When it comes to economic benefits, SBHCs realize what I like to think of as “light green” and “dark green” dollars. The “dark green” dollars represent actual cost savings. Research has found that SBHCs generate between $46 and $ 1,166 in cost savings per person for Medicaid patients. Annual benefits of SBHCs range from $15,028 to $912,878. The wide range of cost savings come from different areas of research focus. Some just look at primary care services, while others incorporate hospital utilization (and its subsequent reduction) and unintended pregnancies for SBHC patients. “Light green” dollars represent the secondary cost savings. Parents and guardians don’t have to take time off work and secure transportation to appointments. Additionally, children who receive services at SBHCs have higher educational attainment, which research has found leads to better health outcomes and higher earnings as an adult.
DRVS for SBHCs
Health centers that receive HRSA funding through the 330 grant only have to report the number of SBHC patients served in addition to overall UDS reporting. While there are currently no national quality standards that school-based health centers are required to report, DRVS can help practices with understanding the outcomes and operations of school-based locations.

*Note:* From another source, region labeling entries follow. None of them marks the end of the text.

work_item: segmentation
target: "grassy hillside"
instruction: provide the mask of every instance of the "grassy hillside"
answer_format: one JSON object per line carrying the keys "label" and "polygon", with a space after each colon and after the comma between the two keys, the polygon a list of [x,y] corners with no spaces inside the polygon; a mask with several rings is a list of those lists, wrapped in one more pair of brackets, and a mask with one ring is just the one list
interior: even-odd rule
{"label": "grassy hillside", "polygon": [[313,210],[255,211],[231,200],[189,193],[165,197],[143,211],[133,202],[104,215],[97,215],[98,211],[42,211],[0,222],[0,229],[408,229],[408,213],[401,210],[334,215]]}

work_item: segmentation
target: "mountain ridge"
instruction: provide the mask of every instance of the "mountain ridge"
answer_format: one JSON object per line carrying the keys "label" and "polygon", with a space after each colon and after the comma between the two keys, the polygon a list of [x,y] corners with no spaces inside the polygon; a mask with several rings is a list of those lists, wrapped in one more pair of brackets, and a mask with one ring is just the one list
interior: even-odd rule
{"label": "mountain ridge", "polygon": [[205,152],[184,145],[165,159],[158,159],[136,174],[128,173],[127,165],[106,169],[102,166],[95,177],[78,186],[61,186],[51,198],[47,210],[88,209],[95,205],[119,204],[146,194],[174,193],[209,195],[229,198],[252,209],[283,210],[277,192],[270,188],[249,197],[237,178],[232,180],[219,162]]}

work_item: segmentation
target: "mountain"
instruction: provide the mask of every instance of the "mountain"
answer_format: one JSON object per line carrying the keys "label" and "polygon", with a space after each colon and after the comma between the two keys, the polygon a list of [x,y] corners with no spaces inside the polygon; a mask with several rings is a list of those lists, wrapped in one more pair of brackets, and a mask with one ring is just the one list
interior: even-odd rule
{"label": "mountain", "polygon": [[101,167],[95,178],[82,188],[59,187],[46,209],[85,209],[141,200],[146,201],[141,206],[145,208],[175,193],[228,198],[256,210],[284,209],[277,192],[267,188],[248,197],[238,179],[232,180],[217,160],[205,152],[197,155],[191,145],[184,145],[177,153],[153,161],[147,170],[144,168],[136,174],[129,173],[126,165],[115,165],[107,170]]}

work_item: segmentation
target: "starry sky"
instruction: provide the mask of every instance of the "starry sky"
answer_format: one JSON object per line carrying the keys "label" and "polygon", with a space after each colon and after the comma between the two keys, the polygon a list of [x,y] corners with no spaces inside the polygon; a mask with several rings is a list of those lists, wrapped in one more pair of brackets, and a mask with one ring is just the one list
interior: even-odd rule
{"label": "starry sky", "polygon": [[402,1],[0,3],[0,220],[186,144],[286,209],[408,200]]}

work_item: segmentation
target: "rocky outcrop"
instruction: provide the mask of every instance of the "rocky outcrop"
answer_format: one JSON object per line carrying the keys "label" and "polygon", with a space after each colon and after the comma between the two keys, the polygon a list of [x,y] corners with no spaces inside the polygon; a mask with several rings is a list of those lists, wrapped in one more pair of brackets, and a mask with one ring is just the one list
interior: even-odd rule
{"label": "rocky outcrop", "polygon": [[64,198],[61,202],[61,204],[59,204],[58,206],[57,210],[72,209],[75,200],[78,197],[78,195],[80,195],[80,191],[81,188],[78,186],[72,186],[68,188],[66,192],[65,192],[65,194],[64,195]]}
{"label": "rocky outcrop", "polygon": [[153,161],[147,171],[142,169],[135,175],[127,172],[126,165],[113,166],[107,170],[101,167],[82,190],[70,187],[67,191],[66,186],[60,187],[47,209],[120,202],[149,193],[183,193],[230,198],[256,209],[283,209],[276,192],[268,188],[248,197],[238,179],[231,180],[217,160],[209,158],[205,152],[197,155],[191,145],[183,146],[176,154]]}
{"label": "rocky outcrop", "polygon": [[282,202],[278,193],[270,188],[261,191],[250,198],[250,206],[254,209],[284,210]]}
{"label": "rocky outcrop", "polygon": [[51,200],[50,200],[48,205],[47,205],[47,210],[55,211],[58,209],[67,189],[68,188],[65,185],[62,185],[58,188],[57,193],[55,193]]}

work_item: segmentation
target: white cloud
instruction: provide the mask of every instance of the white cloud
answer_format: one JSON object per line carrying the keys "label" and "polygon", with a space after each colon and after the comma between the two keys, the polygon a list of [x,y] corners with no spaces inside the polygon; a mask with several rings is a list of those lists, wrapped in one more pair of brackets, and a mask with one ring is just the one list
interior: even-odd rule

In the Location Administration of DRVS, users are able to indicate school-based locations simply by checking a box. To help streamline filtering and reporting, create a location group of your organization’s school-based locations. Location groups streamline filtering across DRVS.
Once a location group is created, use it in the rendering location filter across DRVS. Apply it to the Patients With UDS Qualifying Encounters measure to understand the number of patients served by your school based locations. You can also create a custom scorecard or dashboard with clinical quality or operational measures and apply your school-based location group.
The School-Based Health Association has voluntary reporting on clinical quality measures, including child weight assessment and counseling, depression screening and follow-up and chlamydia screening. Your state or school district may have other reporting needs. Once you have created a scorecard or dashboard you can set up an e-mail subscription to share the data with practice staff, school leadership, or anyone you would like. Below are some examples of custom dashboards designed for School-Based Health Centers.
Other DRVS tools like the Immunization Management and Well-Child Visit Management reports can help identify pediatric patients needing immunizations or well-child visits. The Behavioral Health Care Effectiveness Report tracks outcomes on PHQ and GAD-7 scores. Apply your school-based location group or a custom school-based patient cohort to view outcomes and changes for your school-based patients.
School-based health centers bring services directly to the communities they serve. They are positioned to reduce health inequities with their focus on minority, rural, and low-income populations. If you have a school-based location, we would love to hear how you are using DRVS to support your work!